Unfazed by the name-calling, on December 22 Trump offered a revealing tweet. “The United States must greatly strengthen and expand its nuclear capability until such time as the world comes to its senses regarding nukes,” he wrote.

Let it be an arms race,” he told Morning Joe host Mika Brzezinski the following day. “We will outmatch them at every pass and outlast them all.” What a Russian agent!

Responding, Putin vowed to stay “neck-and-neck” with the United States in any nuclear arms race. He also called for strengthening “the military potential of strategic nuclear forces, especially with missile complexes that can reliably penetrate any existing and prospective missile defense systems.” Putin was, in fact, responding less to Trump than to decisions by George W. Bush and Barack Obama to place antiballistic missiles and radar systems in Eastern Europe that could give the US the capability to launch a nuclear first-strike against Russia.

These were just the first steps in what will become an increasingly strained relationship between Putin and Trump. The next will come quickly.

“We’re all over the place fighting in areas that we shouldn’t be fighting in,” Trump declared in a recent speech in North Carolina. “This destructive cycle of intervention and chaos must finally come to an end.”

An obvious jab at George W. Bush and the obsession with regime change that defined his neo-con subordinates, Trump gave voice to the war weariness that most Americans share. But he quickly revealed one of his many fatal flaws.

“We will stop racing to topple … foreign regimes that we know nothing about, that we shouldn't be involved with,” he said. “Instead our focus must be on defeating terrorism and destroying ISIS.”

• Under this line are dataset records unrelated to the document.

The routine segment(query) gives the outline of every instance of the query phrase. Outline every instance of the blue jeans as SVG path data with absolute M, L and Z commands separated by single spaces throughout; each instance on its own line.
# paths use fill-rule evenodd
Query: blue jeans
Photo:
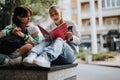
M 0 65 L 4 64 L 5 63 L 5 59 L 7 58 L 8 56 L 5 55 L 5 54 L 0 54 Z
M 57 38 L 53 43 L 43 40 L 32 48 L 31 52 L 48 58 L 50 62 L 58 60 L 61 64 L 73 63 L 76 59 L 75 51 L 61 38 Z
M 15 54 L 6 55 L 6 54 L 0 53 L 0 65 L 4 65 L 5 64 L 5 59 L 8 58 L 8 57 L 9 58 L 17 58 L 19 56 L 15 55 Z

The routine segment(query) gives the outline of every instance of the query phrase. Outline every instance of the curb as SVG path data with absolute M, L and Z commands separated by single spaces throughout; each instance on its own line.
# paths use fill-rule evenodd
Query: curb
M 106 66 L 106 67 L 114 67 L 114 68 L 120 68 L 118 65 L 105 65 L 105 64 L 92 64 L 89 63 L 90 65 L 96 65 L 96 66 Z

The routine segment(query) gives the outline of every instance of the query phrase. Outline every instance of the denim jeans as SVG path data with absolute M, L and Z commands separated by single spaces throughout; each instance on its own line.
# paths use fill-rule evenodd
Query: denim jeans
M 58 60 L 60 63 L 68 64 L 76 59 L 75 51 L 61 38 L 57 38 L 53 43 L 43 40 L 32 48 L 31 52 L 48 58 L 50 62 Z
M 6 59 L 7 57 L 8 57 L 7 55 L 0 53 L 0 65 L 2 65 L 2 64 L 5 63 L 5 59 Z
M 19 56 L 20 55 L 16 55 L 16 54 L 6 55 L 6 54 L 0 53 L 0 65 L 4 65 L 5 64 L 5 59 L 7 59 L 7 58 L 14 59 L 14 58 L 17 58 Z

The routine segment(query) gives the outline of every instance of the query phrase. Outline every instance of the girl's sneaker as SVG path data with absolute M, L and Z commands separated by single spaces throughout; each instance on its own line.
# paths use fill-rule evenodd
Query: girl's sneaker
M 33 60 L 37 57 L 36 53 L 30 53 L 27 57 L 23 59 L 23 64 L 25 66 L 31 66 L 33 64 Z

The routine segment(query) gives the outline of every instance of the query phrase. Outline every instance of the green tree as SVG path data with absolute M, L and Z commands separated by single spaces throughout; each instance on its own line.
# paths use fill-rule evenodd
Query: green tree
M 29 6 L 34 15 L 39 15 L 45 20 L 48 8 L 56 3 L 57 0 L 0 0 L 0 30 L 12 22 L 13 10 L 19 5 Z
M 0 30 L 11 23 L 13 9 L 20 5 L 20 0 L 0 0 Z
M 21 0 L 21 3 L 29 6 L 34 15 L 41 17 L 40 21 L 42 22 L 48 18 L 48 9 L 51 5 L 56 4 L 57 0 Z M 32 21 L 34 22 L 34 18 L 32 18 Z

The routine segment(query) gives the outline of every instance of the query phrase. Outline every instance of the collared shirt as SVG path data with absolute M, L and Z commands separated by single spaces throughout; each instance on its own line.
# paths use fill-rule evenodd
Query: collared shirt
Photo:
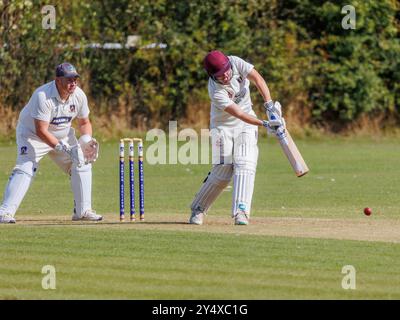
M 68 99 L 62 101 L 53 80 L 32 94 L 19 115 L 17 130 L 26 136 L 36 136 L 34 119 L 43 120 L 49 122 L 49 132 L 57 139 L 62 139 L 68 135 L 71 122 L 76 117 L 89 117 L 85 93 L 76 87 Z
M 232 79 L 227 85 L 213 79 L 208 80 L 208 94 L 211 99 L 210 127 L 236 127 L 243 121 L 225 111 L 226 107 L 236 103 L 242 111 L 254 115 L 250 99 L 248 74 L 254 66 L 236 56 L 228 56 L 232 67 Z

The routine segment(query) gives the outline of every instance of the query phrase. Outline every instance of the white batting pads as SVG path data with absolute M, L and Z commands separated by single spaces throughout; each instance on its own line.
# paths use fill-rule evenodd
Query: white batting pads
M 31 185 L 36 170 L 37 164 L 32 161 L 15 166 L 8 180 L 6 190 L 4 191 L 4 199 L 0 206 L 0 214 L 15 215 L 15 212 Z
M 190 206 L 192 212 L 207 213 L 212 203 L 231 181 L 232 174 L 233 165 L 215 165 Z
M 239 212 L 250 215 L 258 159 L 254 130 L 242 132 L 234 146 L 232 217 Z
M 71 188 L 74 194 L 76 214 L 92 209 L 92 165 L 71 168 Z
M 232 217 L 235 217 L 239 212 L 250 215 L 254 180 L 254 171 L 236 170 L 233 178 Z

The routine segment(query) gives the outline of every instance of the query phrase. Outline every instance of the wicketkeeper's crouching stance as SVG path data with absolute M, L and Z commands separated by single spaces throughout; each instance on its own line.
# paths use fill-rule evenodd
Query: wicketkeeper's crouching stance
M 250 63 L 216 50 L 207 54 L 204 68 L 210 77 L 213 168 L 191 204 L 189 223 L 203 223 L 211 204 L 233 177 L 232 217 L 235 224 L 247 225 L 258 159 L 258 126 L 275 135 L 285 121 L 279 102 L 271 100 L 267 84 Z M 249 80 L 265 101 L 268 121 L 258 119 L 252 109 Z
M 92 138 L 85 93 L 77 86 L 79 74 L 69 63 L 56 68 L 56 79 L 35 90 L 20 113 L 17 125 L 17 163 L 0 206 L 0 223 L 15 223 L 15 213 L 48 154 L 71 177 L 74 195 L 72 220 L 99 221 L 92 210 L 92 163 L 99 144 Z M 78 120 L 81 137 L 71 127 Z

Destroy the Islamic State, defeat the terrorist threat ― these were to be the foundation stones of Trump’s grand alliance with Putin. But Putin’s vicious carpet-bombing in Aleppo shows the limits of unlimited destruction. The war grinds on, and the killing of the Russian ambassador in Ankara proves once again that military action promotes terrorist attacks, as Europeans and Americans have repeatedly learned.

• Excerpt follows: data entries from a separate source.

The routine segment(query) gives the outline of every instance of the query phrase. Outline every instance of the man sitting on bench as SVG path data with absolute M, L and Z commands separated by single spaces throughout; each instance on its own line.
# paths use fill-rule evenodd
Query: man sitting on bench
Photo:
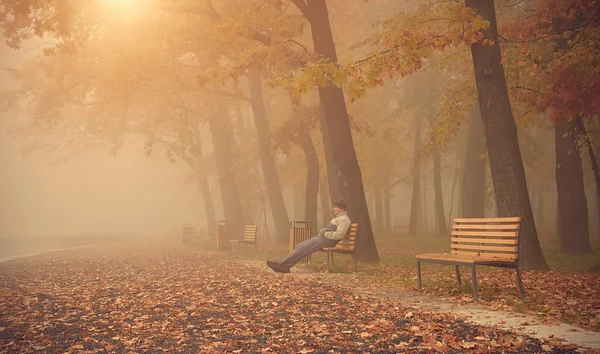
M 337 245 L 346 236 L 350 228 L 350 219 L 346 212 L 345 201 L 338 200 L 333 203 L 333 215 L 334 217 L 329 222 L 329 225 L 319 230 L 318 235 L 296 245 L 294 251 L 281 261 L 267 261 L 269 268 L 277 273 L 289 273 L 290 268 L 298 263 L 302 257 L 308 256 L 325 247 L 334 247 Z

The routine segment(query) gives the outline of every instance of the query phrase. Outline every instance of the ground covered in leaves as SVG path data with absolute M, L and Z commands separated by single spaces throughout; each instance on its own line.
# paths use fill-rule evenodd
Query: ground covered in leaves
M 414 292 L 417 291 L 415 255 L 444 251 L 387 247 L 380 251 L 381 263 L 361 264 L 358 274 L 351 272 L 349 260 L 341 258 L 336 277 L 348 286 L 360 286 L 366 290 L 388 288 L 397 292 Z M 317 272 L 324 271 L 325 261 L 313 262 L 312 267 Z M 454 267 L 425 263 L 421 268 L 422 294 L 458 304 L 473 302 L 468 268 L 461 268 L 463 286 L 460 289 Z M 568 323 L 590 331 L 600 331 L 600 272 L 563 268 L 548 272 L 523 271 L 526 297 L 522 300 L 514 269 L 477 267 L 478 303 L 494 310 L 535 316 L 547 324 Z
M 0 352 L 574 352 L 178 245 L 0 264 Z

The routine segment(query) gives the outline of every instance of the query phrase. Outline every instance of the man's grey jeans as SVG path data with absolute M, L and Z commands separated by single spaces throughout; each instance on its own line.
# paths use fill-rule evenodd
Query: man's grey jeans
M 308 256 L 309 254 L 325 247 L 333 247 L 340 242 L 328 239 L 323 235 L 324 233 L 324 231 L 320 232 L 317 236 L 311 237 L 308 240 L 297 244 L 296 248 L 294 248 L 294 251 L 279 261 L 279 264 L 286 268 L 291 268 L 294 266 L 294 264 L 298 263 L 302 257 Z

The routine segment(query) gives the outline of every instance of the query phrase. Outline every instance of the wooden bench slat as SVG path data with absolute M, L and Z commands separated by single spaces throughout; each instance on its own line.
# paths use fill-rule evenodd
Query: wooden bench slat
M 521 222 L 520 216 L 506 217 L 506 218 L 455 218 L 454 222 L 464 223 L 490 223 L 490 222 L 508 222 L 518 223 Z
M 497 253 L 497 256 L 494 253 L 479 253 L 479 252 L 475 252 L 475 251 L 456 251 L 456 250 L 452 250 L 450 253 L 455 254 L 457 256 L 469 256 L 469 257 L 473 257 L 476 256 L 477 254 L 479 254 L 479 258 L 506 258 L 506 259 L 510 259 L 512 262 L 515 262 L 517 260 L 517 255 L 516 254 L 505 254 L 505 253 Z
M 512 253 L 512 252 L 516 253 L 517 252 L 516 247 L 510 247 L 510 246 L 501 247 L 501 246 L 484 246 L 484 245 L 459 245 L 459 244 L 453 243 L 450 246 L 450 248 L 453 250 L 478 250 L 481 252 L 485 252 L 485 251 L 498 251 L 498 252 L 507 252 L 507 253 Z
M 440 261 L 451 261 L 456 260 L 460 262 L 472 263 L 473 256 L 467 255 L 456 255 L 456 254 L 447 254 L 447 253 L 426 253 L 426 254 L 418 254 L 417 259 L 432 259 L 432 260 L 440 260 Z
M 506 224 L 506 225 L 474 225 L 474 224 L 463 224 L 463 225 L 452 225 L 453 231 L 459 230 L 519 230 L 520 225 L 518 224 Z
M 519 243 L 516 239 L 507 239 L 507 240 L 497 240 L 497 239 L 489 239 L 489 238 L 464 238 L 464 237 L 452 237 L 450 239 L 451 242 L 456 243 L 488 243 L 488 244 L 498 244 L 498 245 L 516 245 Z
M 516 239 L 519 236 L 518 231 L 462 231 L 454 230 L 451 236 L 481 236 L 481 237 L 511 237 Z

Putin and Trump will find further difficulties squaring diverse approaches to Iran, Saudi Arabia, and Israel. But the biggest pressure on Trump comes from the support Congressional Republicans gave Obama’s Cold War-mongering. Trump’s “softness” on Russia can only lead to open warfare in the Republican Party, and potentially to his impeachment if he does not back down.

Predicting is difficult, especially about the future, said the philosopher Yogi Berra. But Trump hardly cares enough about anything other than himself to let Republican Cold Warriors and their Democratic fellow-travelers gain personal traction against him going into the Congressional elections of 2018.

A veteran of the Berkeley Free Speech Movement and the New Left monthly Ramparts, Steve Weissman lived for many years in London, working as a magazine writer and television producer. He now lives and works in France, where he is researching a new book, Big Money and the Corporate State: How Global Banks, Corporations, and Speculators Rule and How to Nonviolently Break Their Hold.